At school, curly brackets were often drawn around Karabo to include her with the Coloured children. She didn’t really mind because the Jacobs sisters were fun to be with. But in Karabo’s head she was black and not Coloured. Sometimes, for the hell of it, she argued with the teachers until they threw up their hands in exasperation and reported her to Mr Jali, the headmaster. Mr Jali would sigh heavily and call her yinkathazo, the trouble maker, the moment Karabo stepped into his office.

‘But Karabo …’ Teacher began to say but Ma’ama cut him off.

Karabo imagined Ma’ama holding up an imperious hand, like the pointsmen at the intersection when the traffic lights don’t work. She called them traffic lights instead of robots because Teacher insisted that was the correct name.

‘The white man who came to the house the other day when you were at school,’ Ma’ama said. ‘Who was he? That old man in khaki shorts.’

‘That would be Bill Harrison,’ Teacher replied. ‘He lives just down the road.’

‘He was surprised to see us.’

‘Many things surprise Bill these days. That’s why he’s emigrating.’

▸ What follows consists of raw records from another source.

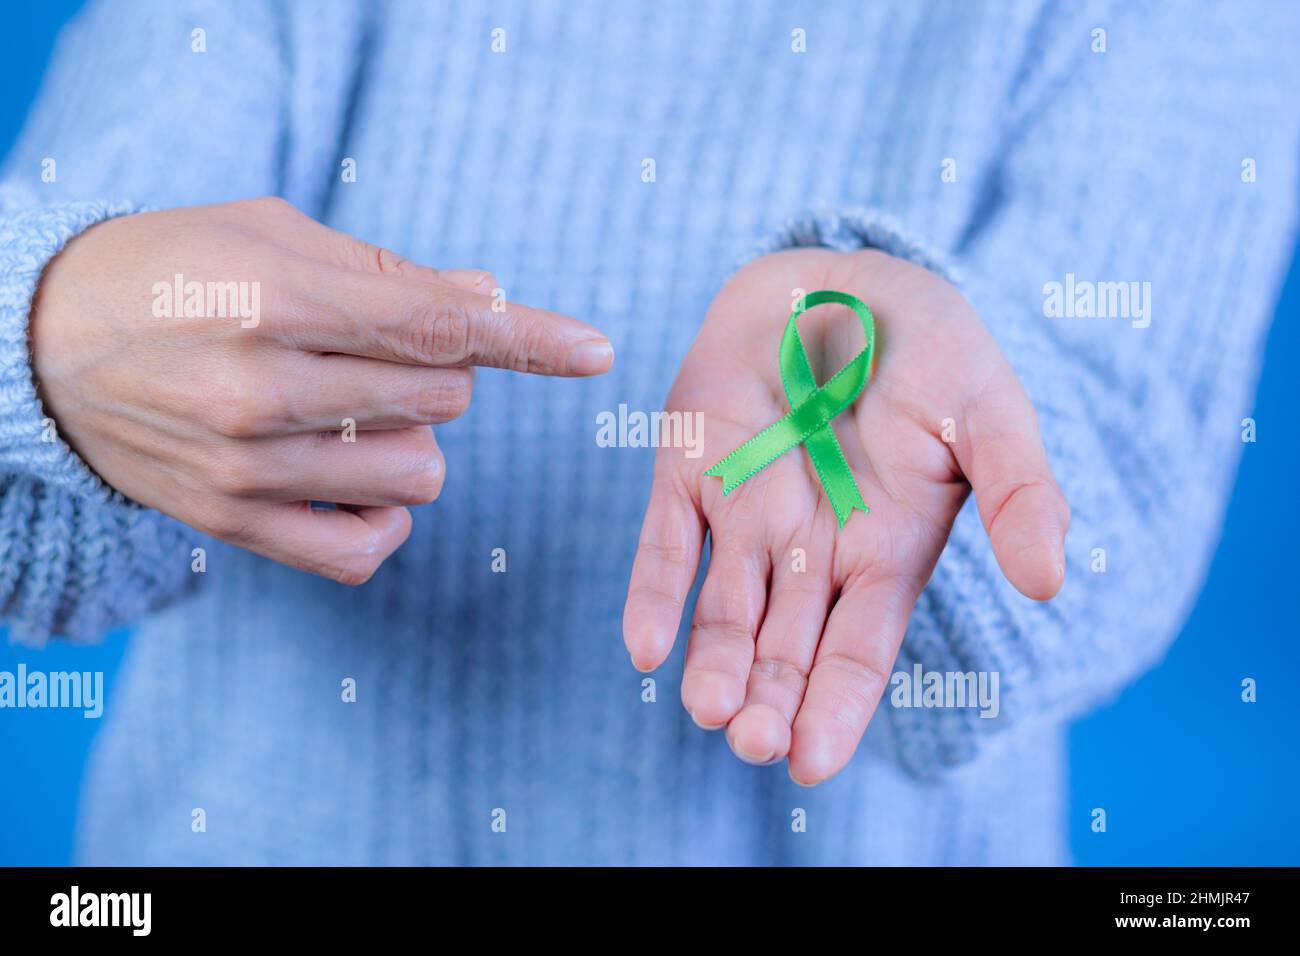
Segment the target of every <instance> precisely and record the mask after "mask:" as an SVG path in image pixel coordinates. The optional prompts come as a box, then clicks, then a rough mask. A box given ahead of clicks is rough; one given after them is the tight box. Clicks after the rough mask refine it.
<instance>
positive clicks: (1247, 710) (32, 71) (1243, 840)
mask: <svg viewBox="0 0 1300 956" xmlns="http://www.w3.org/2000/svg"><path fill="white" fill-rule="evenodd" d="M79 7H81V1H79V0H44V3H42V4H25V5H21V7H16V8H10V9H9V10H6V12H5V18H6V21H8V26H6V29H5V30H4V31H0V62H4V64H5V82H4V88H3V90H0V153H4V152H6V151H8V148H9V144H10V143H12V140H13V138H14V137H16V135H17V133H18V130H19V127H21V126H22V121H23V117H25V114H26V112H27V108H29V105H30V103H31V99H32V98H34V96H35V94H36V90H38V87H39V83H40V75H42V70H43V68H44V64H45V61H47V59H48V56H49V51H51V44H52V42H53V38H55V34H56V33H57V30H59V27H60V26H61V25H62V22H64V21H66V20H68V17H70V16H72V14H73V13H74V12H75V10H77V9H78V8H79ZM1297 317H1300V259H1297V261H1296V263H1294V264H1292V267H1291V274H1290V277H1288V278H1287V285H1286V289H1284V291H1283V294H1282V300H1281V303H1279V304H1278V315H1277V321H1275V323H1274V325H1273V333H1271V336H1270V338H1269V347H1268V359H1266V363H1265V368H1264V378H1262V381H1261V384H1260V393H1258V398H1257V403H1256V408H1255V411H1253V412H1247V414H1252V415H1253V418H1255V419H1256V420H1257V421H1258V428H1260V440H1258V442H1257V444H1255V445H1247V446H1245V447H1244V457H1243V460H1242V471H1240V475H1239V477H1238V483H1236V489H1235V492H1234V496H1232V502H1231V506H1230V510H1229V514H1227V524H1226V528H1225V535H1223V541H1222V544H1221V546H1219V549H1218V553H1217V555H1216V558H1214V564H1213V567H1212V570H1210V576H1209V580H1208V583H1206V585H1205V589H1204V592H1203V593H1201V596H1200V601H1199V602H1197V605H1196V610H1195V613H1193V614H1192V618H1191V620H1190V622H1188V624H1187V628H1186V631H1184V632H1183V633H1182V636H1180V637H1179V640H1178V643H1177V644H1175V645H1174V649H1173V650H1171V652H1170V654H1169V657H1167V659H1166V661H1165V662H1164V663H1162V665H1161V666H1160V667H1157V669H1156V670H1153V671H1152V672H1149V674H1148V675H1145V676H1144V678H1143V679H1140V680H1139V682H1138V683H1136V684H1134V685H1132V687H1130V688H1128V689H1127V691H1126V692H1125V693H1123V695H1121V697H1119V698H1118V700H1115V701H1114V702H1113V704H1112V705H1109V706H1106V708H1105V709H1102V710H1100V711H1097V713H1096V714H1093V715H1091V717H1089V718H1087V719H1084V721H1083V722H1080V723H1079V724H1078V726H1076V727H1075V728H1074V731H1073V732H1071V760H1070V809H1069V813H1070V816H1069V826H1070V845H1071V848H1073V851H1074V855H1075V858H1076V860H1078V861H1079V862H1082V864H1099V865H1100V864H1118V865H1128V864H1170V865H1193V864H1195V865H1232V864H1235V865H1296V864H1300V814H1297V813H1296V799H1297V795H1300V747H1297V745H1296V740H1295V728H1296V727H1297V726H1300V695H1297V693H1295V687H1294V684H1292V682H1294V680H1295V678H1296V676H1297V671H1300V649H1297V641H1296V636H1297V627H1296V623H1295V610H1294V609H1295V593H1296V592H1295V591H1292V588H1294V587H1295V583H1294V581H1292V580H1290V576H1291V574H1292V572H1294V570H1295V567H1296V562H1295V550H1294V549H1295V542H1296V540H1297V538H1300V533H1297V532H1300V519H1297V510H1296V509H1295V507H1294V506H1292V505H1291V499H1290V498H1283V496H1282V493H1281V492H1282V483H1283V480H1284V479H1288V477H1291V476H1295V475H1297V473H1300V460H1297V459H1300V454H1297V450H1296V445H1295V442H1294V440H1292V436H1294V429H1295V415H1296V412H1297V403H1296V401H1295V377H1294V372H1291V367H1294V364H1295V362H1296V359H1297V358H1300V341H1297V333H1296V319H1297ZM125 646H126V635H125V632H118V633H114V635H110V636H109V637H108V639H107V640H105V641H104V643H101V644H98V645H92V646H73V645H68V644H56V645H52V646H51V648H48V649H47V650H43V652H32V650H25V649H21V648H16V646H9V645H8V644H6V643H5V641H4V640H3V639H0V670H8V671H13V670H14V669H16V667H17V666H18V663H19V662H22V661H25V662H26V663H27V666H29V667H32V669H39V670H47V671H48V670H91V671H95V670H101V671H104V672H105V687H107V689H108V702H109V706H110V705H112V700H113V695H112V688H113V671H114V670H116V669H117V667H118V665H120V663H121V659H122V654H123V652H125ZM1243 678H1255V679H1256V680H1257V682H1258V702H1256V704H1243V702H1242V700H1240V684H1242V680H1243ZM16 717H17V711H12V710H8V711H0V865H13V864H30V865H60V864H66V862H70V861H72V853H73V822H74V818H75V809H77V799H78V790H79V786H81V779H82V769H83V765H85V760H86V754H87V750H88V748H90V744H91V740H92V737H94V734H95V731H96V730H98V727H99V724H100V722H99V721H87V719H85V718H82V715H81V711H78V710H25V711H22V719H21V722H19V721H18V719H16ZM1097 806H1100V808H1105V810H1106V817H1108V819H1106V823H1108V829H1106V832H1104V834H1096V832H1092V830H1091V813H1092V809H1093V808H1097Z"/></svg>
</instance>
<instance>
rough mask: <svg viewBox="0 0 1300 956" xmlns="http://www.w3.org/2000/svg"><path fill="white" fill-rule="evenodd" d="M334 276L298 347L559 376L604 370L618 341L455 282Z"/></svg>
mask: <svg viewBox="0 0 1300 956" xmlns="http://www.w3.org/2000/svg"><path fill="white" fill-rule="evenodd" d="M329 278H330V285H329V286H321V291H320V293H316V294H315V298H316V300H315V303H313V304H315V306H317V308H312V313H313V315H311V316H308V326H309V328H307V329H302V328H299V329H295V330H294V332H292V341H294V343H295V345H296V346H298V347H303V349H309V350H313V351H335V352H346V354H350V355H363V356H368V358H376V359H385V360H389V362H400V363H406V364H416V365H434V367H443V365H487V367H491V368H507V369H512V371H516V372H530V373H533V375H554V376H589V375H599V373H602V372H606V371H607V369H608V368H610V365H611V364H612V363H614V347H612V346H611V345H610V341H608V339H607V338H606V337H604V336H603V334H602V333H601V332H599V330H598V329H595V328H593V326H591V325H588V324H586V323H582V321H578V320H577V319H571V317H569V316H565V315H560V313H558V312H549V311H546V310H542V308H532V307H530V306H521V304H517V303H512V302H506V300H504V299H503V298H500V297H495V295H490V294H478V293H476V291H473V290H469V289H464V287H461V286H458V285H454V284H451V282H432V281H430V282H417V281H412V280H407V278H402V277H399V276H367V274H360V273H351V272H343V271H331V274H330V277H329ZM324 295H328V299H324V300H322V297H324Z"/></svg>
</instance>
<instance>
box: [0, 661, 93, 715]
mask: <svg viewBox="0 0 1300 956" xmlns="http://www.w3.org/2000/svg"><path fill="white" fill-rule="evenodd" d="M5 708H16V709H19V710H21V709H29V708H30V709H34V710H35V709H42V708H66V709H70V710H81V711H82V717H85V718H86V719H98V718H99V717H101V715H103V713H104V671H49V672H48V674H47V672H44V671H29V670H27V665H25V663H19V665H18V672H17V674H14V672H13V671H0V710H3V709H5Z"/></svg>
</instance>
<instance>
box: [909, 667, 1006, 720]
mask: <svg viewBox="0 0 1300 956" xmlns="http://www.w3.org/2000/svg"><path fill="white" fill-rule="evenodd" d="M889 684H891V687H893V691H891V692H889V702H891V704H892V705H893V706H896V708H979V715H980V717H988V718H992V717H997V715H998V713H1000V711H1001V704H1000V700H998V684H1000V678H998V672H997V671H927V670H923V669H922V666H920V665H919V663H915V665H913V667H911V671H910V672H909V671H894V672H893V675H892V676H891V678H889Z"/></svg>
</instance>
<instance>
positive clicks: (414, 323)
mask: <svg viewBox="0 0 1300 956" xmlns="http://www.w3.org/2000/svg"><path fill="white" fill-rule="evenodd" d="M407 326H408V329H409V332H408V334H409V336H411V343H409V345H411V347H412V349H413V350H415V352H416V355H417V356H420V358H425V359H434V360H443V362H461V360H464V359H467V358H468V356H469V337H471V326H472V321H471V316H469V310H468V308H467V307H465V306H464V304H463V303H460V302H458V300H456V299H452V298H443V299H442V300H439V302H437V303H434V306H433V307H432V308H430V307H428V306H424V307H420V308H419V310H416V312H415V315H413V316H412V317H411V320H409V321H408V323H407Z"/></svg>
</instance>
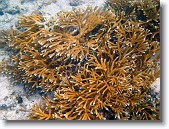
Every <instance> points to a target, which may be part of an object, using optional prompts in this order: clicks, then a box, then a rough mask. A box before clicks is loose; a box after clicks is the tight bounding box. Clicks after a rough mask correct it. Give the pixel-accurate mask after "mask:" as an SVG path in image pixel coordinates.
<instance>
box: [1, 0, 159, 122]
mask: <svg viewBox="0 0 169 129" xmlns="http://www.w3.org/2000/svg"><path fill="white" fill-rule="evenodd" d="M105 6H106V7H95V8H92V7H90V6H89V7H87V8H86V9H84V10H83V9H74V10H73V11H70V12H60V13H58V14H57V17H56V18H52V19H51V20H46V19H45V17H43V15H42V14H31V15H30V16H22V17H21V18H20V20H19V22H18V23H17V25H16V27H15V28H13V29H11V30H10V31H9V32H5V31H4V32H1V33H3V36H2V37H1V47H3V46H4V48H5V49H6V50H8V51H9V55H10V59H8V60H6V61H3V62H2V63H1V65H0V67H1V68H0V71H1V73H3V74H4V75H5V76H8V77H9V78H10V80H11V81H12V82H13V83H22V84H23V85H24V86H25V87H26V89H27V91H29V93H33V92H34V91H36V90H40V91H41V94H42V96H43V100H42V102H40V103H37V104H35V105H34V106H33V107H32V108H31V110H30V115H29V119H31V120H159V119H160V99H159V98H157V97H152V96H153V95H152V92H151V90H150V86H151V85H152V83H153V82H154V81H155V80H156V79H157V78H159V77H160V66H159V63H160V43H159V42H160V41H159V40H160V31H159V30H160V19H159V14H160V2H159V0H135V1H132V0H130V1H126V0H109V1H107V2H106V5H105ZM2 38H3V39H2Z"/></svg>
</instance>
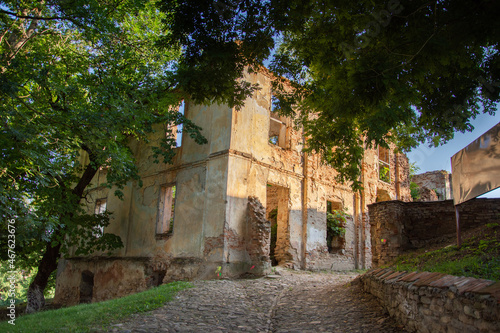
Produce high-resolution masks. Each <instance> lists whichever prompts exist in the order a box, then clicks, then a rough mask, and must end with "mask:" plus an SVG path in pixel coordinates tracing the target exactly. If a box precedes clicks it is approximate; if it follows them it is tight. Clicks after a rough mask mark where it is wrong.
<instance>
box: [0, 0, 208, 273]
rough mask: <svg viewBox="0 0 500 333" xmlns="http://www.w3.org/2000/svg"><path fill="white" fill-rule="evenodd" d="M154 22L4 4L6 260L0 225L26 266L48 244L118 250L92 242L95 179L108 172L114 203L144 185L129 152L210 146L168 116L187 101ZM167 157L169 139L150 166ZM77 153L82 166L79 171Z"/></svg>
mask: <svg viewBox="0 0 500 333" xmlns="http://www.w3.org/2000/svg"><path fill="white" fill-rule="evenodd" d="M162 17H163V15H162V14H161V13H160V12H158V11H157V10H156V8H155V7H154V5H153V4H152V3H151V2H149V1H144V0H124V1H116V0H105V1H101V0H99V1H97V0H91V1H80V0H71V1H4V2H2V6H1V7H0V86H1V89H0V95H1V98H0V124H1V130H0V216H1V217H2V223H1V224H0V225H1V229H2V231H1V232H0V235H1V236H0V237H1V238H0V240H1V242H0V244H1V247H2V249H3V250H2V251H1V253H2V255H6V253H7V250H6V246H7V241H6V240H7V238H6V237H7V232H4V231H5V230H4V229H5V228H6V221H7V219H15V220H16V249H17V251H18V258H17V259H18V260H21V259H25V260H26V262H27V265H28V266H29V265H33V264H35V263H36V262H38V260H39V259H40V258H41V255H42V254H43V251H42V249H43V248H44V247H45V246H46V244H51V245H52V246H56V245H57V244H62V243H63V240H65V241H66V243H65V244H66V245H67V246H70V245H78V246H79V250H80V252H82V253H89V252H92V251H95V250H106V249H108V250H109V249H113V248H116V247H119V246H121V240H120V239H119V238H118V237H117V236H115V235H111V234H105V235H103V236H102V237H95V236H93V235H94V234H95V228H96V226H98V225H101V226H106V225H107V224H108V223H109V214H108V213H104V214H100V215H94V214H90V215H89V214H86V212H85V211H84V210H83V209H82V206H81V204H82V203H83V200H85V198H86V195H87V189H88V186H89V185H90V181H91V179H92V177H93V175H95V173H96V172H97V170H98V169H99V168H106V169H107V183H106V184H105V185H106V186H108V187H110V188H111V187H113V188H115V189H116V195H118V196H120V195H121V192H120V189H121V188H123V186H124V185H125V184H127V182H129V181H130V180H136V181H138V182H140V179H139V175H138V169H137V167H136V165H135V159H134V156H133V154H132V151H131V150H130V147H129V144H130V142H131V140H146V141H147V140H148V138H149V137H150V135H151V133H153V132H154V131H155V130H159V131H162V132H169V131H171V129H170V130H169V128H171V125H177V124H181V123H182V124H183V131H184V132H185V133H187V135H190V136H191V137H193V139H195V140H196V141H197V142H199V143H203V142H205V141H206V140H205V139H204V138H203V137H202V136H201V133H200V128H199V127H197V126H195V125H194V124H193V123H191V122H190V121H188V120H187V119H185V118H184V117H183V116H182V115H181V114H179V113H178V112H177V111H176V110H177V106H178V103H179V101H180V99H182V97H183V96H181V95H179V94H175V93H173V92H172V91H173V90H172V89H173V87H174V85H175V83H174V82H173V81H172V79H171V77H172V64H173V62H174V61H175V60H176V59H177V58H178V56H179V54H180V53H179V50H178V49H175V48H165V49H163V50H161V51H160V50H159V49H157V48H155V47H153V45H154V43H155V41H156V39H157V38H158V36H161V35H163V34H164V30H163V28H162V25H161V19H162ZM153 124H158V125H157V126H158V127H155V126H156V125H155V126H153ZM173 147H175V140H174V139H173V138H172V137H168V136H165V138H164V139H163V140H162V142H161V144H160V146H159V147H155V150H154V151H151V154H152V155H154V156H155V157H156V158H157V159H160V158H161V160H162V162H169V161H170V160H171V158H172V156H173V154H174V153H173V151H172V148H173ZM82 152H84V155H86V156H88V158H87V161H88V163H82V164H81V163H79V162H78V161H80V160H82V159H81V158H80V157H81V154H82ZM82 156H83V155H82ZM4 222H5V223H4ZM67 246H65V247H63V248H62V250H63V251H64V249H65V248H66V247H67ZM33 254H35V255H33Z"/></svg>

Karabo could imagine Ma’ama tossing one end of her wrap over her shoulder right then.

‘A man shouldn’t go to another man’s house when the other man is not there,’ she retorted. ‘I’m just saying.’

Then Paa Kofi’s voice floated calmly through the night.

‘Kojo,’ he said gently. ‘Kojo. I know this must be difficult for you. After all, Precious is your wife. No man wants to believe …’

He lowered his voice and Karabo couldn’t make out the rest of what he said. It was long past her bedtime and she was falling in and out of sleep. Her grandmother’s was the last voice she heard and her words were sharp with irritation.

‘There are tests, Kojo! You can settle this thing once and for all.’